Accenture Plc ACN is set to report second-quarter fiscal 2017 results on Mar 23. Last quarter, the company posted a positive earnings surprise of 6.04%. Let’s see how things are shaping up for this announcement.
Factors to Consider
Accenture delivered mixed first-quarter fiscal 2017 results, wherein the bottom line surpassed the Zacks Consensus Estimate but the top line missed the same. Moreover, the company lowered its fiscal 2017 earnings outlook and provided a dismal second-quarter revenue guidance. However, both revenues and earnings increased on a year-over-year basis, reflecting increased focus on the Consulting and Outsourcing business, new bookings and continuous return of shareholders’ value.
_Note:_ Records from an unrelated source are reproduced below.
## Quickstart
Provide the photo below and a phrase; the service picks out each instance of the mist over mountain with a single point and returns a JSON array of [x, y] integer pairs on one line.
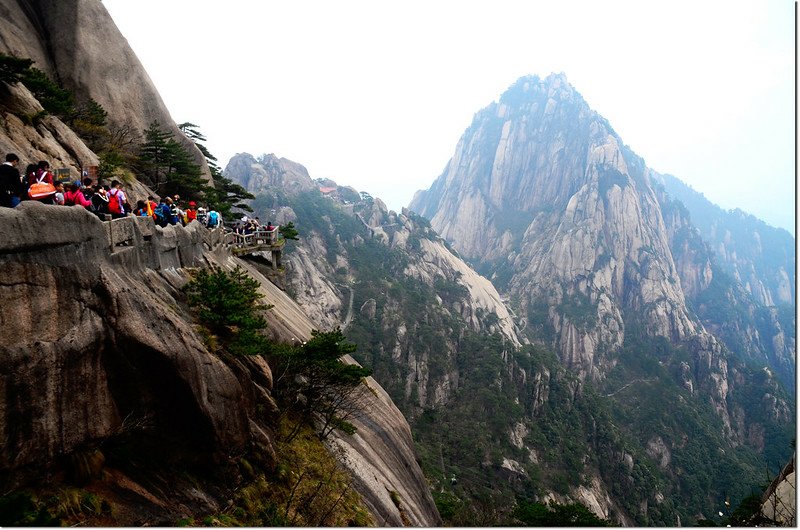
[[602, 263], [567, 338]]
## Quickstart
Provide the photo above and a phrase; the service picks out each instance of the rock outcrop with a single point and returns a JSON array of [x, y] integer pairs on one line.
[[97, 349], [541, 185], [77, 44]]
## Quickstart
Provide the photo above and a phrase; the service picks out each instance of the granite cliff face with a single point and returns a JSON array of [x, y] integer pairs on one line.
[[77, 44], [759, 257], [99, 353], [542, 189], [599, 262]]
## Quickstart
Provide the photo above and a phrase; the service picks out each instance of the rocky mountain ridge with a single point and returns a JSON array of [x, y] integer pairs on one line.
[[544, 198], [399, 292], [78, 46], [121, 279]]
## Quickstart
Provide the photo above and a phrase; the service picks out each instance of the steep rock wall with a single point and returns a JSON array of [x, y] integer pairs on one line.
[[97, 348], [77, 44]]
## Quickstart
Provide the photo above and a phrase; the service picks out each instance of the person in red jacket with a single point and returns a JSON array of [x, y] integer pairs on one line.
[[191, 212], [74, 196]]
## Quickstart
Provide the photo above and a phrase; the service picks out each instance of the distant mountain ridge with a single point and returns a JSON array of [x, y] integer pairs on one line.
[[494, 420], [759, 256], [601, 263]]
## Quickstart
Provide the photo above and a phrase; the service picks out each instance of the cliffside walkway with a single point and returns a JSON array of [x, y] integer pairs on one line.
[[261, 240]]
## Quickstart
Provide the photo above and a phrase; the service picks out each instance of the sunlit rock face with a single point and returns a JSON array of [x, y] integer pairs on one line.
[[543, 193], [78, 46]]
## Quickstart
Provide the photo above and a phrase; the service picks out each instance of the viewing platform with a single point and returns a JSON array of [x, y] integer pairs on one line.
[[260, 240]]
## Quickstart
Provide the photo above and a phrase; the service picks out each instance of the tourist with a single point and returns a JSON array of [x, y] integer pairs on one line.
[[40, 182], [117, 202], [58, 197], [11, 188], [100, 201], [191, 212], [75, 196]]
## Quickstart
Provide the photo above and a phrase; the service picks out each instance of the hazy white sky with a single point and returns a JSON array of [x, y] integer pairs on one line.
[[375, 94]]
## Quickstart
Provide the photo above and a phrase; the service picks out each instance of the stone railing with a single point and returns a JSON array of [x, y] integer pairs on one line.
[[67, 236]]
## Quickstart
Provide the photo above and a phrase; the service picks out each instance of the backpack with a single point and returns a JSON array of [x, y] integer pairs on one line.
[[162, 214], [113, 201], [213, 219]]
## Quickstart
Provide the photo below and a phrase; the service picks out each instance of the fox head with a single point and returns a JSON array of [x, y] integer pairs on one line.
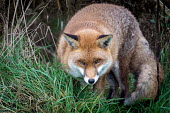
[[90, 56]]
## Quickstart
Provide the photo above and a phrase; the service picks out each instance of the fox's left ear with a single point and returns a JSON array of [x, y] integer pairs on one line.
[[72, 40], [104, 41]]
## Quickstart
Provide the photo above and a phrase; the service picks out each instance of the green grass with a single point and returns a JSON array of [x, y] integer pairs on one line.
[[30, 84]]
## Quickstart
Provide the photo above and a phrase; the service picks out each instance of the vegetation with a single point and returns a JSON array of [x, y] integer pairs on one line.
[[32, 82]]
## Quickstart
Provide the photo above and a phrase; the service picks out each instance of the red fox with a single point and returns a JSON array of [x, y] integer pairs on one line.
[[104, 42]]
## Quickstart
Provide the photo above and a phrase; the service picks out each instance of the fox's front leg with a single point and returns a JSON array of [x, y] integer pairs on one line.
[[100, 85]]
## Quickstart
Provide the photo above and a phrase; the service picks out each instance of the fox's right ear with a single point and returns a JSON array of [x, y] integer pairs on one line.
[[72, 40]]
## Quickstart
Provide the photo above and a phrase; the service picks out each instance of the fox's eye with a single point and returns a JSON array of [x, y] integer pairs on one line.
[[82, 63], [97, 61]]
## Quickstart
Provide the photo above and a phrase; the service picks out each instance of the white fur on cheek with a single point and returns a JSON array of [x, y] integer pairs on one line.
[[104, 67], [74, 70], [86, 79]]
Recently, Accenture completed the acquisition of Seabury Group, a strategy consulting firm with primarily focus on the aviation industry. We believe that the buyout will expand Accenture’s capabilities in providing end-to-end strategy consulting services to the airline companies. It will also help the company in gaining more market share, thereby boosting its top-line performance, going forward.
Accenture’s solid performance across insurance, banking and health care segments reflects strong demand for its services, which will boost its long-term growth.
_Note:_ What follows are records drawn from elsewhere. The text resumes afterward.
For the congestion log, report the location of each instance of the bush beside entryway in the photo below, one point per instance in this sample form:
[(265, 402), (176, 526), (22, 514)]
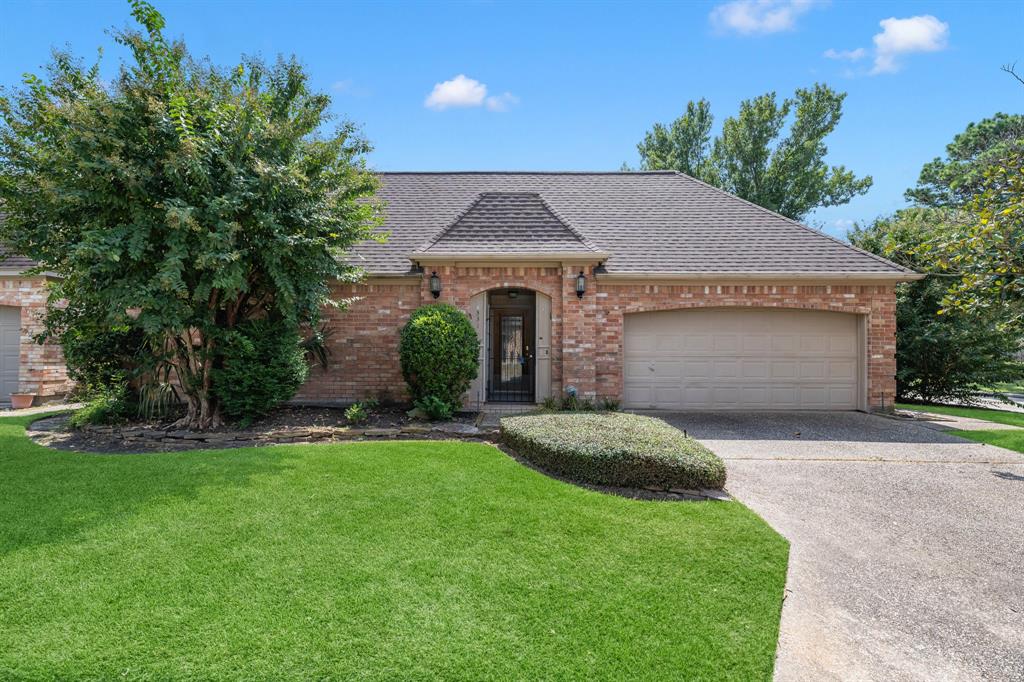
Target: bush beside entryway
[(613, 449), (438, 351)]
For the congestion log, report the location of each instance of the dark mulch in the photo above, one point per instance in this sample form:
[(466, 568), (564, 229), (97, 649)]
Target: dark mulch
[(54, 431)]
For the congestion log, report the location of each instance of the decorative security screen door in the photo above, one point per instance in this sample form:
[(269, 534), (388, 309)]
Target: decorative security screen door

However, increasing competition from Cognizant Technology Solutions and International Business Machines Corporation IBM, a strained spending environment and Accenture’s broad European exposure may tamper growth to some extent.
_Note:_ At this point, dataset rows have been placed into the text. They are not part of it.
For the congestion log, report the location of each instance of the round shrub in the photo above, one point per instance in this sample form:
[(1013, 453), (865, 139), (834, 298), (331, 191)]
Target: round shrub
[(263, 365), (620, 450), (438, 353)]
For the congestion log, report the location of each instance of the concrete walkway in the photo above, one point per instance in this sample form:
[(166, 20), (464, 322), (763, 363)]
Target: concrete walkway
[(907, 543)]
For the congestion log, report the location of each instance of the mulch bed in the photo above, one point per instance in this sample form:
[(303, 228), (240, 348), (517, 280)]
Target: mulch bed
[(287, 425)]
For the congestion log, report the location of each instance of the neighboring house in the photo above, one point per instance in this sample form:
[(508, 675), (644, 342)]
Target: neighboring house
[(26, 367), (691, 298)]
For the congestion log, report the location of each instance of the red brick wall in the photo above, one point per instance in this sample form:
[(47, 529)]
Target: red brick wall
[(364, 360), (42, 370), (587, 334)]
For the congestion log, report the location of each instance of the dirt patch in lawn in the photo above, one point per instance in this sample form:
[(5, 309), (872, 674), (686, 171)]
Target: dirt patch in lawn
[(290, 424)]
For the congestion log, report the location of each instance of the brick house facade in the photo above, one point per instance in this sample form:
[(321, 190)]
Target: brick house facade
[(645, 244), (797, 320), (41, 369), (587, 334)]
Accenture PLC Price and EPS Surprise
Our proven model does not conclusively show that Accenture will beat earnings estimates this quarter. This is because a stock needs to have both a positive Earnings ESP and a Zacks Rank #1 (Strong Buy), 2 (Buy) or 3 (Hold) for this to happen. That is not the case here as you will see below.
Zacks ESP: Both the Most Accurate estimate and the Zacks Consensus Estimate is pegged at $1.30 per share. Hence, the difference is 0.00%. You can uncover the best stocks to buy or sell before they’re reported with our Earnings ESP Filter.
Zacks Rank: Although Accenture’s Zacks Rank #3 increases the predictive power of ESP, its 0.00% ESP makes surprise prediction difficult.
Note that we caution against stocks with a Zacks Rank #4 or 5 (Sell rated) going into the earnings announcement, especially when the company is seeing negative estimate revisions.
Stocks to Consider
Here are a couple of stocks that you may consider, as our model shows that they have the right combination of elements to post an earnings beat:
Constellation Brands, Inc. STZ, with an Earnings ESP of +0.73% and a Zacks Rank #3. You can see the complete list of today’s Zacks #1 Rank stocks here.
FedEx Corp. FDX, with an Earnings ESP of +3.40% and a Zacks Rank #3.